A farmer buys 3 cows, 2 goats, and 4 hens from a man who has 6 cows, 5 goats, and 8 hens.
How many ways the farmer choose his desired animals?
To determine the number of ways the farmer can choose his desired animals, we need to find the number of possible combinations for each type of animal.
For the cows:
The farmer can choose 3 out of the 6 cows. This can be calculated using the combination formula C(n, r), where n is the total number of cows and r is the number of cows the farmer wants to choose:
C(6, 3) = 6! / (3! * (6-3)!) = 20
For the goats:
The farmer can choose 2 out of the 5 goats:
C(5, 2) = 5! / (2! * (5-2)!) = 10
For the hens:
The farmer can choose 4 out of the 8 hens:
C(8, 4) = 8! / (4! * (8-4)!) = 70
To calculate the total number of ways the farmer can choose his desired animals, we need to multiply the number of combinations for each type of animal:
20 * 10 * 70 = 14,000
Therefore, there are 14,000 ways the farmer can choose his desired animals.
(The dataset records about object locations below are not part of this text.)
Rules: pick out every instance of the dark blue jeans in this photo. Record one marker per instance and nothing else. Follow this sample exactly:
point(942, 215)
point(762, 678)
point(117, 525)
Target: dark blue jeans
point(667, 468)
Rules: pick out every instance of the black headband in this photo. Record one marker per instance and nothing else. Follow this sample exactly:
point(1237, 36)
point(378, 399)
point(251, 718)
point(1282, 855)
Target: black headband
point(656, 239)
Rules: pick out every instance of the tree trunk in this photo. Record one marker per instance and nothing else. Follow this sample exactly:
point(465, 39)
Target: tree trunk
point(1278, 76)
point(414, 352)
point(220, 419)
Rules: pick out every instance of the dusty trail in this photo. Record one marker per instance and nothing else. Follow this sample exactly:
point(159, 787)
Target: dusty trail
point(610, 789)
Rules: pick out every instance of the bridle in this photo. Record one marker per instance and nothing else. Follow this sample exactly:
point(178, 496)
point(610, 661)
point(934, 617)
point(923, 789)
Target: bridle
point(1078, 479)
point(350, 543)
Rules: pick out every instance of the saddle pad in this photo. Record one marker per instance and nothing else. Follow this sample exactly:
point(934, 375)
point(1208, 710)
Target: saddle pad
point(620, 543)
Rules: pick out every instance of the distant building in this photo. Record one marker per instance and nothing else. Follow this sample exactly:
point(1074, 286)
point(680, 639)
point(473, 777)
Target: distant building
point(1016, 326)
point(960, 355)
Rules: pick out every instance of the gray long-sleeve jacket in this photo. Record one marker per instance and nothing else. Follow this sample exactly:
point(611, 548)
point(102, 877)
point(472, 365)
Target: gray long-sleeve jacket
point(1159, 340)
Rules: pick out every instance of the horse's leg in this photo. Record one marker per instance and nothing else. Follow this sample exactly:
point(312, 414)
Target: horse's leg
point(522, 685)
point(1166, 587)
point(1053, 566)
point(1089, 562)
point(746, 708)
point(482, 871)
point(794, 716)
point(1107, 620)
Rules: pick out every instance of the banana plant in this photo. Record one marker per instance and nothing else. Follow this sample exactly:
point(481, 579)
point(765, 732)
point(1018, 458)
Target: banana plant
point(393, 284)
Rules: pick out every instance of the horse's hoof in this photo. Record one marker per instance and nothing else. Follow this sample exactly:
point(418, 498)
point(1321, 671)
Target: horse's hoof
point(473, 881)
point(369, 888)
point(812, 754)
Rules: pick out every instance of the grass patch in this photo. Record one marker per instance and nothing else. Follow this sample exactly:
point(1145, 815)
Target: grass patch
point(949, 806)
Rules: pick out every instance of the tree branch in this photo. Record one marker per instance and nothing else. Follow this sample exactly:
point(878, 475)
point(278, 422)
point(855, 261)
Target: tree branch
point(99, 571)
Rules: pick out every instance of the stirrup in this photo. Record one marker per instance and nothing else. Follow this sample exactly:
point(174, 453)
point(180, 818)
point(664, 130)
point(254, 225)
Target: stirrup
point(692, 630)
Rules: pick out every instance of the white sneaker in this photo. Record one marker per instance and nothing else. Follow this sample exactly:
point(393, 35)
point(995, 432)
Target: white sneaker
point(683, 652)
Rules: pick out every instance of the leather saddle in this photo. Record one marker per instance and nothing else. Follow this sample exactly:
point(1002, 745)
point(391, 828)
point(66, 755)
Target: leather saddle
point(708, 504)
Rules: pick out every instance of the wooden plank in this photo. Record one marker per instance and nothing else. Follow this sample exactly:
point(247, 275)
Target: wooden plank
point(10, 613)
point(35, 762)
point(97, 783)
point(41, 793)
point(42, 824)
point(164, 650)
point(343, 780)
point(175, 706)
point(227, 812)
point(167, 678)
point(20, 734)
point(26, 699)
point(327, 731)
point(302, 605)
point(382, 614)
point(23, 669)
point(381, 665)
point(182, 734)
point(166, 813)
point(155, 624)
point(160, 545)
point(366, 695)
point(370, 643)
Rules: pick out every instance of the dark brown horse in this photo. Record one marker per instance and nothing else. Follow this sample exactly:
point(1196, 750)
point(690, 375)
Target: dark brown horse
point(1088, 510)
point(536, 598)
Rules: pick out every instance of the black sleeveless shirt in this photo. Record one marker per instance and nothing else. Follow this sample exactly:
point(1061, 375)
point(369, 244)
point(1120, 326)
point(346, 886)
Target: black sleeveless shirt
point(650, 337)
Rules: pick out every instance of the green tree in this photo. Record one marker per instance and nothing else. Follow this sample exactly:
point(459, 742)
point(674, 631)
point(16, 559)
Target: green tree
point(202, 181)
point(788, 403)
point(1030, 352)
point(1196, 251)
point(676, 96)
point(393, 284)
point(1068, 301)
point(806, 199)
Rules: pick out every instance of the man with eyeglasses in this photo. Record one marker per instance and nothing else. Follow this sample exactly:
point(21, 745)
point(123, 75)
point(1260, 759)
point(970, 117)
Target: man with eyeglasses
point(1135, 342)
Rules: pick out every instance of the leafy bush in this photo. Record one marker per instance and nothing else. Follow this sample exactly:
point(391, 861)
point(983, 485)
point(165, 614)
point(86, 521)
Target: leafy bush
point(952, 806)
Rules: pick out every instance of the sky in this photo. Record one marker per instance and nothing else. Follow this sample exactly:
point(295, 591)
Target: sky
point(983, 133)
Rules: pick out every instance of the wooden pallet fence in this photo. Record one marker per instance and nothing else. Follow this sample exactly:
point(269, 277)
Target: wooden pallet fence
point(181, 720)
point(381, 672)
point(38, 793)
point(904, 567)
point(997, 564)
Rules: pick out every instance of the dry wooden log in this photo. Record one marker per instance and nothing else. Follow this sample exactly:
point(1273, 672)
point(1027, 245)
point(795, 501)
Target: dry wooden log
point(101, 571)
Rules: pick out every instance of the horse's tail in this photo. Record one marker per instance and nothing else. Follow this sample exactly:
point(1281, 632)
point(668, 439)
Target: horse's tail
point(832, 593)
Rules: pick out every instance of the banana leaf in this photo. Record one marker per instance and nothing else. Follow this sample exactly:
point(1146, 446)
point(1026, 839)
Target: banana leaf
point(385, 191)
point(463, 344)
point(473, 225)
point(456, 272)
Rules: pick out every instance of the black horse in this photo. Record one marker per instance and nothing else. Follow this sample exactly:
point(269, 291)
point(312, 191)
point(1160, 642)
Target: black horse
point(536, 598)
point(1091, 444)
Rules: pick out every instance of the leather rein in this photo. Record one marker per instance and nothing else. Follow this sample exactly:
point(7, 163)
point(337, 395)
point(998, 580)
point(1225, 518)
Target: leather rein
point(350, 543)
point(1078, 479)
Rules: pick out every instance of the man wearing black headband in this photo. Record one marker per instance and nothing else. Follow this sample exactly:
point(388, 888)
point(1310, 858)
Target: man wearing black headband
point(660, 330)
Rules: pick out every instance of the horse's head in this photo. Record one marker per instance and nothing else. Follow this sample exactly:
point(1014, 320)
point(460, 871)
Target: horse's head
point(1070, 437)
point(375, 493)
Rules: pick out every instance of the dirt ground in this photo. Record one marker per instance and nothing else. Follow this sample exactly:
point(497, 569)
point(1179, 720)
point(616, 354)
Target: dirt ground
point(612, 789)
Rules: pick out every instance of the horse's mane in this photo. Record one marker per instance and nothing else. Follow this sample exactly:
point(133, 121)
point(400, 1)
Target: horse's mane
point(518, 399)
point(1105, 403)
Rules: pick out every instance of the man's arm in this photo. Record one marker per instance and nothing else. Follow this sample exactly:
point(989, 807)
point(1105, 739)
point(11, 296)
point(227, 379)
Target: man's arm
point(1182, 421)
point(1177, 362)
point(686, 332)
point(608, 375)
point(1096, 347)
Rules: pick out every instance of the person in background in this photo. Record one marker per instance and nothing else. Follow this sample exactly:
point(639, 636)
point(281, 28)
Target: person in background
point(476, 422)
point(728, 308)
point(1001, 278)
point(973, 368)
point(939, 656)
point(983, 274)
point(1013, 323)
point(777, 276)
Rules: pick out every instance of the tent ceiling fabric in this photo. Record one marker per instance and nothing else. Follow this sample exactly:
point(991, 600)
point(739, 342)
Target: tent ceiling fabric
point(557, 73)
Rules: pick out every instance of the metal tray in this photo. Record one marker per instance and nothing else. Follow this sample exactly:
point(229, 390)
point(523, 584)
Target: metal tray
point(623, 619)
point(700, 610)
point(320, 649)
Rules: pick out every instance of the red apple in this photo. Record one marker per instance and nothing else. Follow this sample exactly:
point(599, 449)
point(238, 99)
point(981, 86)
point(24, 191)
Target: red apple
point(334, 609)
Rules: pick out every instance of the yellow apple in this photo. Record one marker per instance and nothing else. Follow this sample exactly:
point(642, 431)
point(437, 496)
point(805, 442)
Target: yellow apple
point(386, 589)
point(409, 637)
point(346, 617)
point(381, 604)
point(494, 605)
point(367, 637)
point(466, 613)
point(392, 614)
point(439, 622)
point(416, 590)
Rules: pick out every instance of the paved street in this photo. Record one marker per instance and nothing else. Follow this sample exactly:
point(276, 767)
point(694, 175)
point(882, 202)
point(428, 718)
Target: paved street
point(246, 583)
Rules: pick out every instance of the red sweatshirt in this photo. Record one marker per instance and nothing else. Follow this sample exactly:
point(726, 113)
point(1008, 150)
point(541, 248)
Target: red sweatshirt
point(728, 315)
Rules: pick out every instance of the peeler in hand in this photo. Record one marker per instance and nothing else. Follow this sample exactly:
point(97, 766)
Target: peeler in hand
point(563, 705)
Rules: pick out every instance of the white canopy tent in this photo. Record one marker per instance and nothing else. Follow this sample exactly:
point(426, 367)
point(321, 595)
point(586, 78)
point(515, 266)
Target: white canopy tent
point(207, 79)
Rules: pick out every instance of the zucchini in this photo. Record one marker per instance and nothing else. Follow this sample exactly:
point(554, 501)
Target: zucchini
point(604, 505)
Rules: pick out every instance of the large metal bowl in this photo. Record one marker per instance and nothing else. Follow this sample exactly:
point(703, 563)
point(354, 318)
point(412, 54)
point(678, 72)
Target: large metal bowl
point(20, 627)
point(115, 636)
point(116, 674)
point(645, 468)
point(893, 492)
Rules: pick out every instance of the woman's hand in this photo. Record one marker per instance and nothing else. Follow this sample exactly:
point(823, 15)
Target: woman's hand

To determine the number of ways the farmer can choose his desired animals, we need to calculate the number of combinations of cows, goats, and hens that the farmer can select.
The farmer can choose 3 cows from a pool of 6 cows in 6C3 ways.
The farmer can choose 2 goats from a pool of 5 goats in 5C2 ways.
The farmer can choose 4 hens from a pool of 8 hens in 8C4 ways.
To find the total number of ways, we multiply the number of ways for each selection:
6C3 * 5C2 * 8C4
Now, let's solve each term step-by-step:
6C3 = 6! / (3! * (6-3)!) = 6! / (3! * 3!) = (6 * 5 * 4) / (3 * 2) = 20
5C2 = 5! / (2! * (5-2)!) = 5! / (2! * 3!) = (5 * 4) / (2 * 1) = 10
8C4 = 8! / (4! * (8-4)!) = 8! / (4! * 4!) = (8 * 7 * 6 * 5) / (4 * 3 * 2 * 1) = 70
Now, multiply these three terms together:
20 * 10 * 70 = 14,000
Therefore, the farmer can choose his desired animals in 14,000 different ways.
To find out the number of ways the farmer can choose his desired animals, we need to determine the possible combinations of cows, goats, and hens that can be chosen.
The farmer wants to buy 3 cows, 2 goats, and 4 hens. From the man, there are 6 cows, 5 goats, and 8 hens available.
We can solve this problem using combinatorics. The number of ways to choose x items from a set of n items is given by the combination formula, nCx = n! / (x!(n-x)!), where n! denotes the factorial of n.
Let's calculate the number of ways to choose the desired animals:
1. Number of ways to choose 3 cows from 6: 6C3 = 6! / (3!(6-3)!) = 6! / (3!3!) = (6 * 5 * 4) / (3 * 2 * 1) = 20
2. Number of ways to choose 2 goats from 5: 5C2 = 5! / (2!(5-2)!) = 5! / (2!3!) = (5 * 4) / (2 * 1) = 10
3. Number of ways to choose 4 hens from 8: 8C4 = 8! / (4!(8-4)!) = 8! / (4!4!) = (8 * 7 * 6 * 5) / (4 * 3 * 2 * 1) = 70
To find the total number of ways to choose the desired animals, we need to find the product of all the combinations:
Total ways = 20 * 10 * 70 = 14,000
Therefore, there are 14,000 ways the farmer can choose his desired animals.